The People's Republic of China local government initially reported this as a ship fire, but this statement was strongly opposed by the families of the victims and other Taiwanese people. The foreign media also issued all kinds of reports and speculations. On April 9, the then president of Taiwan Lee Teng-hui publicly criticized the Chinese Communist Party as acting "like bandits", and claimed that the case was robbery committed by Chinese People's Liberation Army soldiers, as had been claimed by Taiwanese intelligence. After the case was over, some thought that the reason that the provincial government of Zhejiang did not publicize case facts was not to jeopardise the investigation. But, there were other opinions that thought it was essentially censorship. On April 12, the vice president of the ARATS Tang Shubei met the deputy general secretary of the SEF Shi Qiping, and proclaimed that the incident was only a ship fire, and stressed that China authorities would deal with the problems created by the incident to their best ability.

However, the Taiwanese side strongly disagreed with the statement by Tang. They believed that China local government initially blocked the information, and then refused to change its attitude. The Taiwanese authority responded to this by announcing "all interflows between the two straits to be temporarily stopped", and halted all tour travels to China starting May 1. The Board of Trade of the Taiwan stopped the discussion on the investment case to the China, and the Board of Education stopped the culture interflow between the two straits. The travel agencies were also halted from going on tour to the PRC. All the connections between Taiwan and China were nearly completely cut off.
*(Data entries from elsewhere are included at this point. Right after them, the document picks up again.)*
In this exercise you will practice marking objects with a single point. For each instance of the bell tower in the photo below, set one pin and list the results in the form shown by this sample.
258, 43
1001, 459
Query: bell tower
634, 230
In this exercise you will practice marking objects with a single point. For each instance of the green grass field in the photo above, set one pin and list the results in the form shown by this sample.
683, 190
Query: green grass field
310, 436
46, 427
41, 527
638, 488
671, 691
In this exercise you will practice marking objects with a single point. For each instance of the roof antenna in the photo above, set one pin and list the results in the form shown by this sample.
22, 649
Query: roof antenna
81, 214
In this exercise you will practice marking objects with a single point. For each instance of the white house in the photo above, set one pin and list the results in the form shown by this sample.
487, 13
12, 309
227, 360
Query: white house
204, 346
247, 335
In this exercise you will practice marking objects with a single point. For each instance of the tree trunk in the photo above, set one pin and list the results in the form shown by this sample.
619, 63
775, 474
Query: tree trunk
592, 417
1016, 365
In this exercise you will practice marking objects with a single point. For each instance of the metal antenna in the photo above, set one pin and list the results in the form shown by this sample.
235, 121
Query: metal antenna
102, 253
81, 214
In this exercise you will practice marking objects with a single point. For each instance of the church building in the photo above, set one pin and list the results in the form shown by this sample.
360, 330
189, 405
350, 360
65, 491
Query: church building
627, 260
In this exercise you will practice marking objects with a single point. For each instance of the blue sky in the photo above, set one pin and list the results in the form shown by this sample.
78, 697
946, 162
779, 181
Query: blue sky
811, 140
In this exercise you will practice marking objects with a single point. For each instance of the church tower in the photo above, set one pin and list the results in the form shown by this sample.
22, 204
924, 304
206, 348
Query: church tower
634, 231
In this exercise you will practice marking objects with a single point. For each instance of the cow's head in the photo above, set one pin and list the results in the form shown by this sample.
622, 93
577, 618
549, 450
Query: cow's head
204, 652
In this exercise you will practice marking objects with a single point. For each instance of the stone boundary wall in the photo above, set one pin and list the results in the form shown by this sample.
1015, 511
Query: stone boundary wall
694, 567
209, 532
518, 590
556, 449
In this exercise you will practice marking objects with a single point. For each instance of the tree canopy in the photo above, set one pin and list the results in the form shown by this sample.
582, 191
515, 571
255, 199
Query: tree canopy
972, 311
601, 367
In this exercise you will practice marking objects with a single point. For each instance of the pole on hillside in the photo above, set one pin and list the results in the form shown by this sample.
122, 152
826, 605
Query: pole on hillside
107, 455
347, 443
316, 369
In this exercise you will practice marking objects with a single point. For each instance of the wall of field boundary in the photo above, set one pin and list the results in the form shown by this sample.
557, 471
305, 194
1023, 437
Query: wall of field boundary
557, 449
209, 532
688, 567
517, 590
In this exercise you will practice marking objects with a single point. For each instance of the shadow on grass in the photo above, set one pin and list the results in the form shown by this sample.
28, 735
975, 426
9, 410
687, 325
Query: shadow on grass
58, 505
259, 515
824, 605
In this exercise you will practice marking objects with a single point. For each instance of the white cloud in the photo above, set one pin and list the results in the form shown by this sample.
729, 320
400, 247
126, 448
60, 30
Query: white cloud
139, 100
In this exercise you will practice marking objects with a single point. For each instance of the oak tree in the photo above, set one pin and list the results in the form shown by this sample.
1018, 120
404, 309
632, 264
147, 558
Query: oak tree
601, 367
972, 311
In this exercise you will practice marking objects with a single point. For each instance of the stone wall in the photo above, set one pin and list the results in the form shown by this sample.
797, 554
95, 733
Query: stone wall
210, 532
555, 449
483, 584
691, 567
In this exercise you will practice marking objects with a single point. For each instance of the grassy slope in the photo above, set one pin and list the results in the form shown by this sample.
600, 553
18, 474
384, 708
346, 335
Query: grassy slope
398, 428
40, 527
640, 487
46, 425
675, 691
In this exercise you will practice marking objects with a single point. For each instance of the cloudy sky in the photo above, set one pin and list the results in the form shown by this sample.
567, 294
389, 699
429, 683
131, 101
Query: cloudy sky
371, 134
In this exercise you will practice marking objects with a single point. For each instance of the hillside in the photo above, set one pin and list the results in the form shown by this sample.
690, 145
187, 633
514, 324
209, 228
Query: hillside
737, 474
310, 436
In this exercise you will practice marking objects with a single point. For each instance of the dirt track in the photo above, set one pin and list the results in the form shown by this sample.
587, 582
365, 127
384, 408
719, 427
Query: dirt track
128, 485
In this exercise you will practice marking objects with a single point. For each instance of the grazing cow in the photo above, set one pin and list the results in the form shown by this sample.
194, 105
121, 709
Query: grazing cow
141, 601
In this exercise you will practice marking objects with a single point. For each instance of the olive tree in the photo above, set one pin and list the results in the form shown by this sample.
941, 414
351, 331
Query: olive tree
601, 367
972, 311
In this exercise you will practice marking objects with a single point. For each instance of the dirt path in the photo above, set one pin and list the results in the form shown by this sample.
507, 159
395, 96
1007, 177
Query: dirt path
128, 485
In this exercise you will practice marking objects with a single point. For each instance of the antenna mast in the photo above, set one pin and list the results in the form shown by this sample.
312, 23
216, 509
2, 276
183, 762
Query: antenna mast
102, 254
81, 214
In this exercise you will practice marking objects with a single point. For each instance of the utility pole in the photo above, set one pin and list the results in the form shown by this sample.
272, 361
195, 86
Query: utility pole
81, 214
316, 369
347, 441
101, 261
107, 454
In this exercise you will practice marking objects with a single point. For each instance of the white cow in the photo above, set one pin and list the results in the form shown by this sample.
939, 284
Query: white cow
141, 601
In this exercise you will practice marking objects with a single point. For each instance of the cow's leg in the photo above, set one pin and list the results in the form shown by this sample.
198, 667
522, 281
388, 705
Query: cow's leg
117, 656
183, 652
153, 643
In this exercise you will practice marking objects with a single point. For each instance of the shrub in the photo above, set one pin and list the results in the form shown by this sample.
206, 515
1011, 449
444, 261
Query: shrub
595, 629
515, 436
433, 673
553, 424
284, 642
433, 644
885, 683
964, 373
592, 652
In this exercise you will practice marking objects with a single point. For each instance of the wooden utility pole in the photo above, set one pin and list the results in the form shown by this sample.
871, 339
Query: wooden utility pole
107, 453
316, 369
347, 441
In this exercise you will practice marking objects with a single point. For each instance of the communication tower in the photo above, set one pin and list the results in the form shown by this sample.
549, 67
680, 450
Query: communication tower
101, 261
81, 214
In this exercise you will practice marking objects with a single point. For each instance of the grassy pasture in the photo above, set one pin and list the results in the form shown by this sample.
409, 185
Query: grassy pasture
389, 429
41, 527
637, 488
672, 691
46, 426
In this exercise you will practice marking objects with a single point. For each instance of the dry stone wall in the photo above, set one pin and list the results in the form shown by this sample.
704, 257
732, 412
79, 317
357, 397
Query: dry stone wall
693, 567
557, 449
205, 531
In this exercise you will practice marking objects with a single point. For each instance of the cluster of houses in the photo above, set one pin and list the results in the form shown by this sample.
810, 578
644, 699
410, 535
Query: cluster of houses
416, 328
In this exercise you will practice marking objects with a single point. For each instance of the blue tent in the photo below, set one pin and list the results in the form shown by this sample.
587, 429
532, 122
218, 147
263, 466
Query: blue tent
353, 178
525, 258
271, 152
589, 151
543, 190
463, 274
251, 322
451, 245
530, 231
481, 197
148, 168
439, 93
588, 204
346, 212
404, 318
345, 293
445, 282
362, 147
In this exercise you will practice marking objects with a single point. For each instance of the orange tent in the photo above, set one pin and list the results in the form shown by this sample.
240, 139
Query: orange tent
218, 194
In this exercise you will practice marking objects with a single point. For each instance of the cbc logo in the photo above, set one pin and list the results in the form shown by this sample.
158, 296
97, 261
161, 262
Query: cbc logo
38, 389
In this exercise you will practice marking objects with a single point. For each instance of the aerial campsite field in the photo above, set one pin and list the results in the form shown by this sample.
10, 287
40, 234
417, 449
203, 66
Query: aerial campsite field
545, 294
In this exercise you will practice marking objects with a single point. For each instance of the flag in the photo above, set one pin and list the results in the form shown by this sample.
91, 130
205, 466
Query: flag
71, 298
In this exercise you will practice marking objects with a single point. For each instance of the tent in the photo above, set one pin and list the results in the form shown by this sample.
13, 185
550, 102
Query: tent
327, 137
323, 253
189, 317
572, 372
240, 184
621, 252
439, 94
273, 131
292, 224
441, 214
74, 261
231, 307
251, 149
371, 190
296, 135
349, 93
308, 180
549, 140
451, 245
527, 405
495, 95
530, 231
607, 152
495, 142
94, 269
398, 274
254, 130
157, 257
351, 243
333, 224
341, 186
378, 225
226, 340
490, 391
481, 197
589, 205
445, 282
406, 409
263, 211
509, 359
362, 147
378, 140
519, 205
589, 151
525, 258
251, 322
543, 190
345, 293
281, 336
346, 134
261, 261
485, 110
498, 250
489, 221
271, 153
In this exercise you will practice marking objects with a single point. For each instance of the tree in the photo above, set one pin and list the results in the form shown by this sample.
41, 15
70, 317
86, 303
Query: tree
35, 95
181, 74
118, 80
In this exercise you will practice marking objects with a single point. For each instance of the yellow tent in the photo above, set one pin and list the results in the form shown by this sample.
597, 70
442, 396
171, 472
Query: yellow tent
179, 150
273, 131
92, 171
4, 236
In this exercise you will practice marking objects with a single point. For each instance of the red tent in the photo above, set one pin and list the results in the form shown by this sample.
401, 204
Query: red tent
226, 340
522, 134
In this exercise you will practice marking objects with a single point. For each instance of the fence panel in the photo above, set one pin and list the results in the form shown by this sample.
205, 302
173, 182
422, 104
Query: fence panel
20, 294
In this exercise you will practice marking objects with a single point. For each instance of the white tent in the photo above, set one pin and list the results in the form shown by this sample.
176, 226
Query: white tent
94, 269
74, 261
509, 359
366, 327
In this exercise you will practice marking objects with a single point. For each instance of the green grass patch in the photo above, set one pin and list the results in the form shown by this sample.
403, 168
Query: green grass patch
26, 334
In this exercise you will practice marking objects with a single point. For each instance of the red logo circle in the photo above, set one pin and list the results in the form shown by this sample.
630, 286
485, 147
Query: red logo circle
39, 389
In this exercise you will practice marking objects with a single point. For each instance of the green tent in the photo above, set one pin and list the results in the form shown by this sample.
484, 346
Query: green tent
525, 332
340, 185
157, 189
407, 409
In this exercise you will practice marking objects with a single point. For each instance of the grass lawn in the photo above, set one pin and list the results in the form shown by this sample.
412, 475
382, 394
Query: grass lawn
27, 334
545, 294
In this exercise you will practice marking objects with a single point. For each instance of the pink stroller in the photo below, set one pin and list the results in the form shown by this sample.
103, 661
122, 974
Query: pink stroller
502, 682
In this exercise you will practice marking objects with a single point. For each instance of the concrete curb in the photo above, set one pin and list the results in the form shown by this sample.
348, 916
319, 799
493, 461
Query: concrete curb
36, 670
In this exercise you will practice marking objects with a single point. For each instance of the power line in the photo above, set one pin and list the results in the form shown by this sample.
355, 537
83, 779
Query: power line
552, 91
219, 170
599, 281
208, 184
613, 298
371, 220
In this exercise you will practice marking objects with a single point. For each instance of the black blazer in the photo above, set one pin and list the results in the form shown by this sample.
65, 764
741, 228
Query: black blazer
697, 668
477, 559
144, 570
On April 15 the three suspects were arraigned by the court. On April 17, the PRC Zhejiang provincial police department announced that the case had been solved, and that it was a "major robbery, arson and murder case". Three suspects were arrested. Two of the suspects were military personnel, one being a retired serviceman, another being the brother of an armed police officer. Regardless, the families of the victims questioned the possibility of 32 men subdued by three criminals. On April 18 the PRC Premier Li Peng announced talks to explain the case. On May 8, the Taiwanese SEF organized a group to go to the scene of the incident to comprehend the case. On June 3, PRC authorities in Hangzhou City announced public prosecution. On June 10, the common pleas of the Hangzhou City reached the last instance. During the trial, the ARATS invited the SEF to visit the public prosecution, and contacted the SEF once again before the last instance, but was refused by the SEF. The families of the victims also refused to visit the process of the trial.

On June 12, the verdict was made, and the three suspects Wu Lihong, Hu Zhihan, Yu Aijun were all charged of robbery and murder, and were sentenced to death. On June 19, the three convicted were executed.

==Consequences==
The Chinese government avoided further clarification of several disputed points that the Taiwanese authorities addressed. The Taiwanese Mainland Affairs Council announced a statement on June 15 that criticized the way the PRC authorities treated the Qiandao Lake Incident, which may lead the case to be unsettled. Because the evidence was unclear, information about the case could not be verified and therefore led to speculations and rumors. Eventually, the Qiandao Lake Incident turned from a regular criminal case into a serious political event.

To a greater extent, the Qiandao Lake Incident jeopardized the reconciliation of the relations between Taiwan and China. It was a crucial event that turned the public opinion of Taiwan around on the matters of Chinese unification. The percentage of Taiwanese people that supported unification decreased by a margin of 20% after the incident, while the percentage in support of Taiwan Independence instantly went up by a margin of 10%. Around half the general population supported the present situation between Taiwan and China to be unchanged. These were the direct consequences of the incident, which displayed the dissatisfaction of the Taiwanese people against the Chinese government. As a result, Taiwanese tourism in China suffered major setbacks, as the Taiwanese government temporarily halted group tour travel to China after the incident.